Все это было однообразно. День тянулся долго, тоскливо. Наконец стало смеркаться. В вагоне зажгли свечи. Утомленные хлопотами последних дней, убаюкиваемые покачиванием вагона и ритмическим стуком колес, все очень скоро уснули. На другой день мы доехали до станции Шмаковка. Отсюда должно было начаться путешествие. Ночью дождь перестал, и погода немного разгулялась. Солнце ярко светило.

Смоченная водой листва блестела, как лакированная. От земли подымался пар… Стрелки встретили нас и указали нам квартиру. Остаток дня прошел в разборке имущества и в укладке вьюков. Следующий день, 18 мая, был дан стрелкам в их распоряжение. Они переделывали себе унты, шили наколенники, приготовляли патронташи — вообще последний раз снаряжали себя в дорогу. Вначале сразу всего не доглядишь. Личный опыт в таких случаях — прежде всего. Важно, чтобы в главном не было упущений, а мелочи сами сгладятся. Пользуясь свободным временем, мы вместе с П.

Рутковским пошли осматривать окрестности. В этом месте течение реки Уссури чрезвычайно извилистое. Если ее вытянуть на карте, она, вероятно, заняла бы вдвое более места. Нельзя сказать, чтобы река имела много притоков: кружевной вид ей придают излучины. Почти все реки Уссурийского края имеют течение довольно прямое до тех пор, пока текут по продольным межскладочным долинам. Но как только они выходят из гор на низины, начинают делать меандры [37]. Тем более это удивительно, что состав берегов всюду один и тот же: под дерном лежит небольшой слой чернозема, ниже — супесок, а еще ниже — толщи ила вперемежку с галькой. Я думаю, это можно объяснить так: пока река течет в горах, она может уклоняться в сторону только до известных пределов. Благодаря крутому падению тальвега [38] вода в реке движется быстро, смывает все, что попадается ей на пути, и выпрямляет течение.

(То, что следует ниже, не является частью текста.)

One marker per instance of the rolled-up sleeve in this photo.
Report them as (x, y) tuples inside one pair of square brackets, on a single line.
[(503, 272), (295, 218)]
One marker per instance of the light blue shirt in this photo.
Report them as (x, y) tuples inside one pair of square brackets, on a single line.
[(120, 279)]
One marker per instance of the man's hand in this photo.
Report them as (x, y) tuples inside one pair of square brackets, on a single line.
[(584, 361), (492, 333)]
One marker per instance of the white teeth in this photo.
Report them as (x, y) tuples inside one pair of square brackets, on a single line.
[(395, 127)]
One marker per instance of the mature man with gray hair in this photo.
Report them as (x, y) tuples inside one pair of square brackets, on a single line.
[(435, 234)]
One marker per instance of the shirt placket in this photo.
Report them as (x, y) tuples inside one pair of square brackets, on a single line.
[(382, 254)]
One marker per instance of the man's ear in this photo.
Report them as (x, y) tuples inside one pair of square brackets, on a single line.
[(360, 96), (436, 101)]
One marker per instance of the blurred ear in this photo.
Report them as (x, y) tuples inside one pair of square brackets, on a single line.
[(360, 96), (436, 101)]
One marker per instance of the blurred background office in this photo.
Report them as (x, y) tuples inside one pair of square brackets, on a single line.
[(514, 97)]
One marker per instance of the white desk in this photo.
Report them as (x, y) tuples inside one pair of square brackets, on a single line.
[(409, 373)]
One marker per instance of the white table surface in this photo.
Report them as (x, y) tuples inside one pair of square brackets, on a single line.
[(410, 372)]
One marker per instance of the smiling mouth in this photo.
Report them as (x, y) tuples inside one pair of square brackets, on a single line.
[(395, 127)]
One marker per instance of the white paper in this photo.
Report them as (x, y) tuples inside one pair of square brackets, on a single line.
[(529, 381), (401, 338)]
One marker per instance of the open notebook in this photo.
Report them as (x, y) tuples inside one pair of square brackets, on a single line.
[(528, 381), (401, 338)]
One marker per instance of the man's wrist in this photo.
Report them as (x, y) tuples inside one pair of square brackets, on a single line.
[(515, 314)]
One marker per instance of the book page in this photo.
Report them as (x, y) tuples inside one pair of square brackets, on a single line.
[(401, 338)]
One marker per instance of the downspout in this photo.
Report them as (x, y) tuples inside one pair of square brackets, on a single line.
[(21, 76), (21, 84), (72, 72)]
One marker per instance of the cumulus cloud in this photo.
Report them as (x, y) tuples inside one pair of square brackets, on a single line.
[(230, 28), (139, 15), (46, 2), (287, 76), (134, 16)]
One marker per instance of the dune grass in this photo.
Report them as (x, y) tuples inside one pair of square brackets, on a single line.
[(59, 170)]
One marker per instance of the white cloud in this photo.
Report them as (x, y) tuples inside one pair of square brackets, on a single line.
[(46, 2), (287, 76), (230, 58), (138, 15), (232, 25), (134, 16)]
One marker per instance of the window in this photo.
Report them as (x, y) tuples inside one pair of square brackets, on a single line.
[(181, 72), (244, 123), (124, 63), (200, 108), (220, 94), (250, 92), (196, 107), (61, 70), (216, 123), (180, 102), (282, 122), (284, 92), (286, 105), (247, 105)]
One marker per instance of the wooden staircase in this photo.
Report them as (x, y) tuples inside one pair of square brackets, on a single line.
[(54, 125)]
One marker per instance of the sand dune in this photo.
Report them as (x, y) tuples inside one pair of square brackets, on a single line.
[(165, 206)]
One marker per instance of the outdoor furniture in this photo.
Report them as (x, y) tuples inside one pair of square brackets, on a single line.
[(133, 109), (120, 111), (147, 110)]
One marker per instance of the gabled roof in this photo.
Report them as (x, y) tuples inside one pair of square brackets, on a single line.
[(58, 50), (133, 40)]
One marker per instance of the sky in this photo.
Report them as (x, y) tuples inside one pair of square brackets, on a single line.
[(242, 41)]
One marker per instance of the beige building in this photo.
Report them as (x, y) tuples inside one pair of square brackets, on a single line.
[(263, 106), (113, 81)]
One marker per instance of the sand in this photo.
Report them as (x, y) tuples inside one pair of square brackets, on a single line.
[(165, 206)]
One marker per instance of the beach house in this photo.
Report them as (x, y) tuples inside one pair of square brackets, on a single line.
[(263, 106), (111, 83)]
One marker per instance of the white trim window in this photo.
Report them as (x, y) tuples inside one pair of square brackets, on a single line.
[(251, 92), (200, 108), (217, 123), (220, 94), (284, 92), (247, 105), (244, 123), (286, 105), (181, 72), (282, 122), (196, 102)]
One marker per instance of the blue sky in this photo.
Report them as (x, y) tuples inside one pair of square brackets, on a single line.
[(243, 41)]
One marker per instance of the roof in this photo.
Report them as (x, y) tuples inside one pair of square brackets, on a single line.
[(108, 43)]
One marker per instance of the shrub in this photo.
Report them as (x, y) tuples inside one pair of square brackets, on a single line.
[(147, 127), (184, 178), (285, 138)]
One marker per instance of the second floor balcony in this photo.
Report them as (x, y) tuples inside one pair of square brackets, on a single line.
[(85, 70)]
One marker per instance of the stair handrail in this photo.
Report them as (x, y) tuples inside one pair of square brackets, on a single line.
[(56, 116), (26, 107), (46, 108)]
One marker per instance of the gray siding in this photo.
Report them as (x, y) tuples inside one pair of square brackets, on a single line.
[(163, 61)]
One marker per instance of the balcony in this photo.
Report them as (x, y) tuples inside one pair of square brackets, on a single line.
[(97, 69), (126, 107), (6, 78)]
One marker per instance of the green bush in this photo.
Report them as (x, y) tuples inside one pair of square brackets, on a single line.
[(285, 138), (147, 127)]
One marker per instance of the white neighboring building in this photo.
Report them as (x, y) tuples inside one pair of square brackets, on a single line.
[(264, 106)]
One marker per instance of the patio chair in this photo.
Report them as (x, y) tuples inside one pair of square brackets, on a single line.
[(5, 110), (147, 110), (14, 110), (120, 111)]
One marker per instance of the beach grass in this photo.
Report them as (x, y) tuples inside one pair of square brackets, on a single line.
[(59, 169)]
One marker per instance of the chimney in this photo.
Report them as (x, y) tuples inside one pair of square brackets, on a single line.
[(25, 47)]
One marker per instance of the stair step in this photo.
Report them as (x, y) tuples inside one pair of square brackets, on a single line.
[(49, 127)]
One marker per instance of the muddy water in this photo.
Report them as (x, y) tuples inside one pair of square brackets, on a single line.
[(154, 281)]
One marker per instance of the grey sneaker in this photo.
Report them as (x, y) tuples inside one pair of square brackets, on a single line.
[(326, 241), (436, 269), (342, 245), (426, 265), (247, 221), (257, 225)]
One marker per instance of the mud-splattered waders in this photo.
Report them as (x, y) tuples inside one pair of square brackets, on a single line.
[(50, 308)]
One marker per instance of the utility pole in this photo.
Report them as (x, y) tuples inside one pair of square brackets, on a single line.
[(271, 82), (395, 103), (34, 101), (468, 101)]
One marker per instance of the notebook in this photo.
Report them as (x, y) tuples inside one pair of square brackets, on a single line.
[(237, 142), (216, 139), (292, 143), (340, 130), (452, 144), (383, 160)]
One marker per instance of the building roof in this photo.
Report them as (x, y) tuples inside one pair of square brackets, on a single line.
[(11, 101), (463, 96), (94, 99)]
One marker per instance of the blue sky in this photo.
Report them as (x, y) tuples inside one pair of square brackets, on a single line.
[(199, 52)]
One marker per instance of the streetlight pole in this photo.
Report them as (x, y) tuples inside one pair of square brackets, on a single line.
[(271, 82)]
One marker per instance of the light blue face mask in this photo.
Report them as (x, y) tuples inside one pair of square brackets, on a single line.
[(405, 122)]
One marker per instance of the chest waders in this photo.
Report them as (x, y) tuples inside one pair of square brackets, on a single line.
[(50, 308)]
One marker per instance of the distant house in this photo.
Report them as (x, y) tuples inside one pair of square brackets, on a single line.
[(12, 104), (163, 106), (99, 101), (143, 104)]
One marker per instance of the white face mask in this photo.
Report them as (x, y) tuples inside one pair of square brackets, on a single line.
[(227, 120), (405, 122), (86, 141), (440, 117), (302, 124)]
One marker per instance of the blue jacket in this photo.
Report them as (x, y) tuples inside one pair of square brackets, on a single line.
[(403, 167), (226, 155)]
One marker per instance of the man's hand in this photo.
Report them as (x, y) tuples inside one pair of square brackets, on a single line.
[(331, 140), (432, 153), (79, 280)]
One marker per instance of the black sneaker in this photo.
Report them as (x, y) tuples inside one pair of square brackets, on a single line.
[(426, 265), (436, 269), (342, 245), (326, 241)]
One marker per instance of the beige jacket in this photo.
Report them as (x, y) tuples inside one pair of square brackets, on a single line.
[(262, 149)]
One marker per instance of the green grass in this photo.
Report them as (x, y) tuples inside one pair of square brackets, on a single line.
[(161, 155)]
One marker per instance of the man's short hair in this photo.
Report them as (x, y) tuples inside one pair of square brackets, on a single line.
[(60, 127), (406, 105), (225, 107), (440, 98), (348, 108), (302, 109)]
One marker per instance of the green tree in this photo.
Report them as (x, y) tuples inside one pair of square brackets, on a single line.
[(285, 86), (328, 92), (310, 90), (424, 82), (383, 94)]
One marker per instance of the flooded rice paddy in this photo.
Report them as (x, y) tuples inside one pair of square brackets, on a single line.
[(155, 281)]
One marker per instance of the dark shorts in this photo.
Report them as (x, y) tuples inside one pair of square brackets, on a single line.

Река действует в одно и то же время и как пила и как напильник. Совсем иное дело на равнине. Здесь быстрота течения значительно уменьшается, глубина становится ровнее, берега однообразнее. При этих условиях немного нужно, чтобы заставить реку изменить направление, например случайное скопление в одном месте глины или гальки, тогда как рядом находятся рыхлые пески. Вот почему такие «кривуны» непостоянны: после каждого наводнения они изменяются, река образует новые колена и заносит песком место своего прежнего течения. Очень часто входы в старые русла закупориваются, образуются длинные слепые рукава, как в данном случае мы видим это на Уссури. Среди наносов реки много глины. Этим объясняется заболоченность долины. Лето 1906 года было дождливое.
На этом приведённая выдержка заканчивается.